In an earlier blog, I discussed the effect of TCP queue oscillation on shared satellite Internet links in the Pacific. Today, we’ll look in more detail at how such links affect TCP connections. But first, let me argue that we’re dealing with a somewhat interdisciplinary problem here.
Engineers versus networkers
When I give presentations on the topic, I often ask my audience what comes first to their mind when I mention the term “packet loss”. Audiences that have gone through engineering school often come back with “noise”, “bit/symbol error”, “checksum” or the like – all things that cause packets to be lost at the receiver. They see packet loss as a physical / link layer issue.
Networking people from a computing background typically respond “congestion” or “queue”. In their world, packet loss happens at the input to a congested resource, most commonly a router. They see packet loss as a network / transport layer issue: Packets arrive at a router faster than the router can forward them; at some point, the input queue reaches capacity, and the router ignores any further packet arrivals until the queue has regained capacity.

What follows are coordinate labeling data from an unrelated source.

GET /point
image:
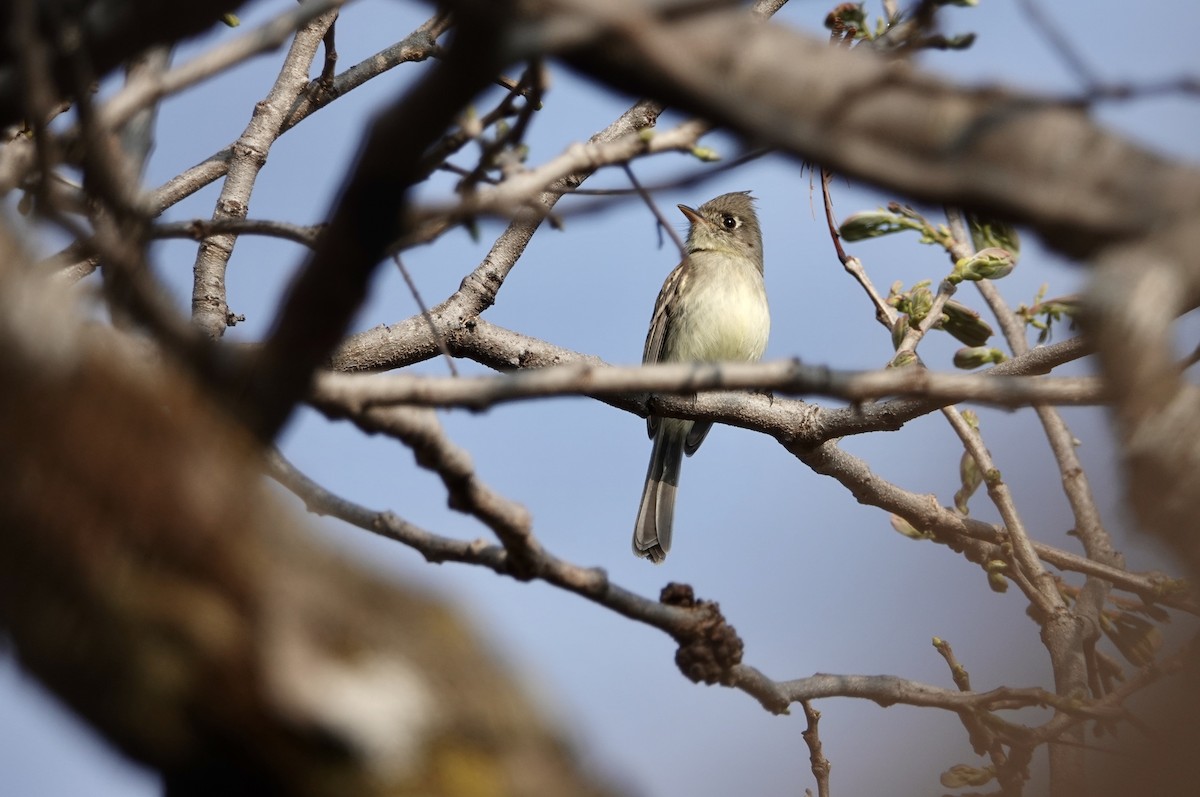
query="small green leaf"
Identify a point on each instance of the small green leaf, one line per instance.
(991, 263)
(965, 324)
(875, 223)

Both of these views are, of course, perfectly valid. With satellite links, there’s a clear division of labour: Engineers build the link itself, and network folks connect it to the Internet.
When we see loss in such networks, the next question is: What causes the loss, and how can we mitigate the problem? This is where approaches differ, as engineers and network nerds tend to look at different layers and places for cause and solution.

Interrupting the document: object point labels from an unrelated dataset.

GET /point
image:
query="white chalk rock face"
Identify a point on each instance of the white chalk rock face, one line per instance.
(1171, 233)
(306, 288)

Engineers tend to look at the physical layer: weak signal, elevated noise levels, fading, misaligned antennas, insufficient link budget, etc. Once malfunction has been excluded and a weak signal cannot be remedied otherwise, the next tool in the engineer’s kit is forward error correction (FEC) on the link between the satellite ground stations. If that don’t work, adaptive modulation can reduce the data rate to add robustness to the signal.

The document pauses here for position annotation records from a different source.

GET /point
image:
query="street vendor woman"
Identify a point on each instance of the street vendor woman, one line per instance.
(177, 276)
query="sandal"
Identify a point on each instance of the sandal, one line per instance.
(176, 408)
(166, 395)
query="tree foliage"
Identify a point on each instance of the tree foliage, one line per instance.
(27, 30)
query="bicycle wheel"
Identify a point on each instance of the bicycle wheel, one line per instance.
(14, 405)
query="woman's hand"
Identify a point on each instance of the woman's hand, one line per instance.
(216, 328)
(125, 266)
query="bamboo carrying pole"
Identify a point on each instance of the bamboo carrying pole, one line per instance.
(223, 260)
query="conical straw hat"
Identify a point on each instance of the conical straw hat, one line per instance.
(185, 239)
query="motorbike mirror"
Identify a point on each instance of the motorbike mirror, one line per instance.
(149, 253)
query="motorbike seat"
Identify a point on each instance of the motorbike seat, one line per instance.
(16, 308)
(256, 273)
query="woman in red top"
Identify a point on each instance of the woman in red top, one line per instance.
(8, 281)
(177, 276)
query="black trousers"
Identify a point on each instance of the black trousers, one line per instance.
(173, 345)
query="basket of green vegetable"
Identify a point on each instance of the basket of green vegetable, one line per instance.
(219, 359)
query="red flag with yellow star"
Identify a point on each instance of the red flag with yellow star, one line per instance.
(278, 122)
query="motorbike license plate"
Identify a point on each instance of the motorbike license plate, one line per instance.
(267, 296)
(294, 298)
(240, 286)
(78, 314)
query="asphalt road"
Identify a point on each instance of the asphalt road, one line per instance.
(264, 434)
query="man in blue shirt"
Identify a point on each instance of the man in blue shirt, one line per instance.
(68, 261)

Note for now that even the best FEC on the link can’t fix congestion problems, and reduction in data rates is obviously not going to help congestion either. Engineers may now relax: The congestion I’m reporting on here is fairly and squarely a networking issue.
What is a satellite link?
Dumb question, right? We all know what a satellite link is, don’t we? Again, an insight from the last couple of years is that different people bring different concepts to the table.
Satellite links are not born equal. Apart from the obvious parameters: low/medium earth orbit (LEO/MEO) vs. geostationary (GEO) and bandwidth, there are other distinguishing features that become important. One of these is how the link is used: How many hosts share the link’s capacity, what do these hosts do, and how is the sharing achieved?
Why is this important? Example 1: Television using UDP. A TV station rents a satellite channel to stream a TV programme to a remote mining town in Australia. This is easy: We know what the data rate on the stream is, so all we need to do is provide pretty much exactly that capacity on the satellite channel. We’ll get both good link utilisation and good quality of service, because there’s no competition from other traffic. That’s provided the engineers got the level of FEC right, of course. Sorted.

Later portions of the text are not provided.